Oh, I'm so sorry to hear that - such a cruel blow from nature. I don't understand why you wouldn't be a candidate for IVF - surely that is the whole purpose - to take eggs when you have them (and you do) and put them where they can't get to on their own. I'll keep my fingers crossed for you xx

Hopeful1982 profile image
Hopeful1982

Thanks for sharing this. I can relate to lots of what you've shared. I went for acupuncture a few months ago and found it quite relaxing. I had a break while we had various tests done but have a session booked for next week and I am also doing a session of counselling. I feel very angry with the situation at the moment so I'm hoping both help! Good luck x

seekingpeace profile image
seekingpeace in reply to Hopeful1982

Oh dearie, sorry you're feeling angry, but acknowledging it and having a label for your feelings is a good thing. I'm just spending every waking moment feeling sad and regretful for all the things I could have done differently in the past, and fearful of future failure. I haven't even started the injections yet so I dread to think what I'll be like in 4 weeks' time.

I know I have so much to be thankful for and I keep focussing on that, but my mind so easily wanders to the negative.

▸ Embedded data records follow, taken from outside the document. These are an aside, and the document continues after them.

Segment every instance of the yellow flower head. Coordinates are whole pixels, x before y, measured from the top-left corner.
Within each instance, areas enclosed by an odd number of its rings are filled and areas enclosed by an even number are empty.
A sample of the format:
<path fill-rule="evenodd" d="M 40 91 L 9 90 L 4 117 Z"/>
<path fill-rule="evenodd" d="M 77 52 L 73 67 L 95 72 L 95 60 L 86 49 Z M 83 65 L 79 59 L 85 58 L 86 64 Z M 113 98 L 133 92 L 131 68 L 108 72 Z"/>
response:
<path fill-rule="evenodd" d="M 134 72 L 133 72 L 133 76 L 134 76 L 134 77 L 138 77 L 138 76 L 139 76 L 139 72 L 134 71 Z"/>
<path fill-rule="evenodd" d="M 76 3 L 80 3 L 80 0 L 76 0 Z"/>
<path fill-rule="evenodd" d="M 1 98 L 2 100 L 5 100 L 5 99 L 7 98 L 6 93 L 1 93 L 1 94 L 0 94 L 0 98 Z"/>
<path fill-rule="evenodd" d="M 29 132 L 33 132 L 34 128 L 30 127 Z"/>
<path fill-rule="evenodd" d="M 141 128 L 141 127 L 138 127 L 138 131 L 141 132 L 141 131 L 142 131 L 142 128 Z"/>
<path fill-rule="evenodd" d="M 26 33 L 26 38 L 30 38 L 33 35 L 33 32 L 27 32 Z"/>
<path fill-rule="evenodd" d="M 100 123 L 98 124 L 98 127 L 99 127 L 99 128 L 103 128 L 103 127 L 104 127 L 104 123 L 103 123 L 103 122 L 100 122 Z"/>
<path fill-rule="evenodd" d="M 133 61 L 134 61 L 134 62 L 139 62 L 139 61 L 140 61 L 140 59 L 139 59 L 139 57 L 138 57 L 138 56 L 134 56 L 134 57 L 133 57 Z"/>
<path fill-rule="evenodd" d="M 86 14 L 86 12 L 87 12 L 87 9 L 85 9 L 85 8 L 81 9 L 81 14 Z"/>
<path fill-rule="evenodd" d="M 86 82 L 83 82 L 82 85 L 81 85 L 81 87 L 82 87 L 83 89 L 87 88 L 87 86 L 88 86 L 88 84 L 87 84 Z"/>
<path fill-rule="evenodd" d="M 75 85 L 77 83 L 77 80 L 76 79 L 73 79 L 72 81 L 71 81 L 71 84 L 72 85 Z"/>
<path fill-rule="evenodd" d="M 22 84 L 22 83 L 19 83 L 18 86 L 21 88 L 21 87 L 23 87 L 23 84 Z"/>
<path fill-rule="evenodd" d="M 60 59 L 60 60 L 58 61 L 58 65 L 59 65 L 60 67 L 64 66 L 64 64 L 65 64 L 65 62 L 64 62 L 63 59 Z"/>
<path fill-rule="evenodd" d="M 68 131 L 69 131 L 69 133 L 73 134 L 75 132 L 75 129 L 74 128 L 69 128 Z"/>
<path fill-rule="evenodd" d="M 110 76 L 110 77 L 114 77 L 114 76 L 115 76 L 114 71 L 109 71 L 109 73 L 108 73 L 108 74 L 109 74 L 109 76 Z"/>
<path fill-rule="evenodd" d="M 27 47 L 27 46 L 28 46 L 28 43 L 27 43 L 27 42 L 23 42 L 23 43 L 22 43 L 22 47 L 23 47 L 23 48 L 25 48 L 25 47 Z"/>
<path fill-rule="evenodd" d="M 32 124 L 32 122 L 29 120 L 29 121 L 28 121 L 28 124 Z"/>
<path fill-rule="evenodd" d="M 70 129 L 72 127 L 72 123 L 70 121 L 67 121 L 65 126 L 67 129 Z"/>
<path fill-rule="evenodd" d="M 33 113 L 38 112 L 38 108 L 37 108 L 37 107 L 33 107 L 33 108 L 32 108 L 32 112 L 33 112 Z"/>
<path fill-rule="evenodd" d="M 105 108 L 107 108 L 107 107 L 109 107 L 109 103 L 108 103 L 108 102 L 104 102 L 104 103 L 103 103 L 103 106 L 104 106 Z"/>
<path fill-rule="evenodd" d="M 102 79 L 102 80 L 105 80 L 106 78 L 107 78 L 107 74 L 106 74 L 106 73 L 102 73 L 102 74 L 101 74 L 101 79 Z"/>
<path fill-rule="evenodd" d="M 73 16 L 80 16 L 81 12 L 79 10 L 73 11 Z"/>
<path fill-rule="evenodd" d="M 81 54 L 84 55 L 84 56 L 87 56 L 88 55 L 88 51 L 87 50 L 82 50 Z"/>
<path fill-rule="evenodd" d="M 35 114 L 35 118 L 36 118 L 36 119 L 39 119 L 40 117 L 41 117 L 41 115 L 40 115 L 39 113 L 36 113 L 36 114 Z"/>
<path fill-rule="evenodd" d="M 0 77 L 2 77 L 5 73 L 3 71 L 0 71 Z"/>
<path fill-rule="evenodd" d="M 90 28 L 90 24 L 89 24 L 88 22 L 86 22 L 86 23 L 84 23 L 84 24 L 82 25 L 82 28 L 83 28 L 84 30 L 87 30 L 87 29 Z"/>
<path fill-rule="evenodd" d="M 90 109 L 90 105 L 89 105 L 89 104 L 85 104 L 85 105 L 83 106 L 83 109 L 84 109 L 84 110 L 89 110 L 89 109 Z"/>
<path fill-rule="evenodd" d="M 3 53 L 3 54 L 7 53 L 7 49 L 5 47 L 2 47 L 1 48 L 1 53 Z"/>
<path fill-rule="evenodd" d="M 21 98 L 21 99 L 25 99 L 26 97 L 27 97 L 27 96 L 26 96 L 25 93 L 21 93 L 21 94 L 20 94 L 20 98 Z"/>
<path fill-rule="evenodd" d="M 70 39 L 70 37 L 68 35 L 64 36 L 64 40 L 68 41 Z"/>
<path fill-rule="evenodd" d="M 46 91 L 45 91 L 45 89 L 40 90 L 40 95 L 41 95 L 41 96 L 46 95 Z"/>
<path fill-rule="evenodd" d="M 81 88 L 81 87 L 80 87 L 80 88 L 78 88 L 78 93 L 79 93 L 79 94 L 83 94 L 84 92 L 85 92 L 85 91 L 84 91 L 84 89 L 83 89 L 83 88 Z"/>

I booked another counselling session for Friday and also have my first acupuncture, so at least I'm doing positive things.

Take care xx

Hopeful1982 profile image
Hopeful1982 in reply to seekingpeace

It's hard not to think about this constantly! There is nothing you can do about the past so try not to dwell on it (easier said than done!) I hope you enjoy the acupunture. Take care x

Hope23 profile image
Hope23

Good to read that. So thanks for posting it. Sounds like you had a very good session at your clinic. Definitely worthwhile as you see things from a different perspective. I'm 42 so I know how you feel about the journey at this late age! You made me chuckle when you said "yr so wrong... I'm totally jealous of certain individuals!" Right with you there! I recently heard of someone who didn't want to care for her toddler anymore so he went to live with his dad. My god I was SO cross! It's not right is it? The people like us that want to have a family so bad and just to be a mum, and we have to go through all this! And yet people like that can get pregnant really easily. Grrrr

Good luck with everything and as your session said, be kind to yourself and eachother, that's very important for sure

I had to have a donor egg as my insides are screwed! It did work and I was on top of the world. But I did miscarry at 6 weeks. Very tough. But it did work. We will try again in January

Good luck! Take care xx

seekingpeace profile image
seekingpeace in reply to Hope23

Aww hope23, I'm so sorry to hear that. You must be so heartbroken. I really hope it works for you this time. They do say that they learn so much from your first round that they can do things a little differently with the second. Good luck on your journey x

WeeMrsH profile image
WeeMrsH

hi SeekingPeace. This is a great post, can you tell me if counselling BEFORE IVF is standard regardless of which clinic you are at - we are Newcastle C4L and I have a feeling you are too if i'm remembering correctly? We have our consent appointment Tuesday so just wondering if they will mention any counselling at that appointment... great news you start meds in a few weeks!! Exciting although not ideal to happen over Christmas which can be stressful time anyway. xx

seekingpeace profile image
seekingpeace

Hi there, first of all good luck for Tuesday, for me the consenting appointment was the first real step on the IVF journey. You'll get an info booklet at the start of your consenting appointment which contains the contact details for the counsellor (that's also where I found out about this forum). It's totally up to you if you wish to contact her, and also up to you how many sessions you have. I hadn't really intended to contact her, but I'm really glad I did.